The EU has built up a considerable reputation for encouraging student mobility in life-long learning. At university, students can take part in educational programmes such as Erasmus. Created in 1987 and since used by over 5 million students, this mobility programme has become a real symbol of Europe. A bilateral agreement made it possible between 2011 and 2013 for young Swiss people to take part in and benefit from the whole range of activities offered by the different exchange and mobility programmes.
The Erasmus+ programme was launched on 1 January 2014 to replace existing programmes such as Lifelong Learning and Youth in Action. Erasmus+ has a budget of EUR 14.8 billion and runs until 2020. Aside from activities encouraging the mobility of students, young people in companies, teachers or trainers, this programme supports cross-border collaboration of various projects and promotes the participation of organisations that are active in the areas of education, higher learning institutions, vocational training and youth.

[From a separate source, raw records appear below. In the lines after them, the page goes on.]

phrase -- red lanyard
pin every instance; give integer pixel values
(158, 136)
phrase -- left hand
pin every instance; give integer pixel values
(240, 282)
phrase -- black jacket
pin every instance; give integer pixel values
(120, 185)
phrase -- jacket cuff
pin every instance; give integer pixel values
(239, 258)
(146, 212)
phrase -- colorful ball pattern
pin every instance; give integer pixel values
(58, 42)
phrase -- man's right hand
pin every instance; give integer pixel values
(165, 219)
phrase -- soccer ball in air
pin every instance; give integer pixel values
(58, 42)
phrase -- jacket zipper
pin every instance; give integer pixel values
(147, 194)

Bilateral agreements on education, vocational training and youth
After a long period of indirect participation, Switzerland officially took part in the EU education and youth programmes between 2011 and 2013, thanks to bilateral agreements.

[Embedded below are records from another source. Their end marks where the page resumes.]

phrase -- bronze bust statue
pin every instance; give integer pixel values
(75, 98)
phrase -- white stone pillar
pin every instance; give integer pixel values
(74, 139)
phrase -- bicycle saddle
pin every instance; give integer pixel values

On 9 February 2014, Swiss voters adopted the popular initiative 'Against mass immigration'. The EU responded by suspending the ongoing negotiations on Swiss association to Erasmus+, and Switzerland thus reverted to partner country status, like other third-party countries. In response to the EU’s actions, the Federal Council adopted a transitional solution for 2014-2017. This transitional solution is based on the project-by-project participation model that Switzerland faced prior to 2011. The Swiss Foundation for the Promotion of Exchanges and Mobility, better known to the public as 'Movetia', has been responsible for implementing the interim measures since 1 January 2017.
The Federal Council did not consider an association in the period 2018-2020 to be realistic and therefore extended the transitional solution, the so-called Swiss Programme for Erasmus+, until 2020. Switzerland is therefore not a party to the programme, but rather a partner country of Erasmus+. Swiss participation rights are limited to individual projects, with the Swiss Confederation providing direct funding to Swiss parties wishing to partake in these projects. The Federal Council will examine whether Switzerland will participate in the follow-up programme to Erasmus+ as soon as the key outcome indicators will be known.